Waymo, the Alphabet Inc. unit that started out as the Google Self-Driving Car Project, begins operating today in metro Phoenix as the ‘Waymo One’ robo-taxi service, with a couple caveats: fee-generating rides will be available initially only to a few hundred people and trained human drivers will remain at the wheel for now.
The industry’s biggest and most advanced autonomous vehicle program, approaching its 10-year anniversary, is launching its commercial ride service in Chandler, Arizona, at a relatively small scale and with a big emphasis on safety. That’s likely the result of a drop in public sentiment toward self-driving vehicles in the aftermath of Uber’s fatal accident in which one of its self-driving Volvo XC90 test vehicles struck and killed a pedestrian walking her bicycle across a dark Tempe, Arizona, street in March 2018. Waymo CEO John Krafcik is also managing expectations for the biggest of Google’s “other bets” for future revenue beyond its core search business.
After a year of “Early Rider” tests in Chandler, where Waymo has hundreds of white Chrysler Pacifica Hybrid minivans, “we're taking the next step in our journey with the introduction of our commercial self-driving service, Waymo One,” CEO John Krafcik said in a blog post today.
“Self-driving technology is new to many, so we’re proceeding carefully with the comfort and convenience of our riders in mind.”
The commercial phase of the program includes a new app for hailing one of the robotic minivans, which are available 24 hours a day, 7 days a week. Users can take them to get to destinations within the Phoenix area, including the cities of Tempe, Mesa and Gilbert, as well as Chandler. Riders will get price estimates before they accept the trip, which take into account travel time and distance to their destination. Waymo has said prices will be in line with those charged by Uber and Lyft for human-driven rides, without elaborating.
“We’ll first offer Waymo One to hundreds of early riders who have already been using our technology. Over time, we hope to make Waymo One available to even more members of the public as we add vehicles and drive in more places,” Krafcik said. Neither he nor the company is saying how quickly new users will be able to access the service and when the safety drivers will be removed.
Waymo has previously dispatched some vehicles to pick up Early Riders in Chandler with no human at the wheel, including a test ride provided for Forbes earlier this year. Along with vehicles stationed at Waymo’s Chandler depot, the company also has minivans on-call at nearby Avis rental car lots.
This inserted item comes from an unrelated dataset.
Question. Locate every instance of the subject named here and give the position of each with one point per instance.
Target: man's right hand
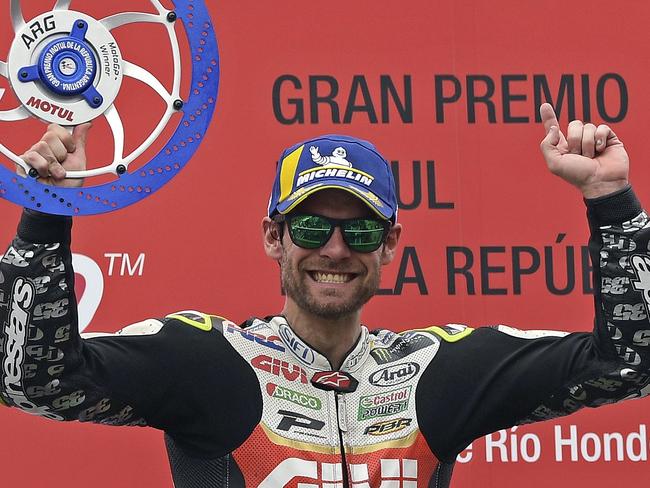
(58, 151)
Krafcik said in an interview that the goal is to have a vehicle arrive within three minutes of being summoned.
“Much of the energy surrounding autonomous vehicles has focused on the technological hurdles and how long it will take to overcome them," said Karl Brauer, executive publisher for Kelley Blue Book and Autotrader.
"While many technology hurdles remain, and must be addressed, there is also a broad spectrum of non-tech-based challenges to resolve. Waymo’s Early Rider program is allowing the company to identify these issues, and its new Waymo One service will expand the company’s feedback system into a real-world business application," he said. "In the race for the self-driving car this information is invaluable.”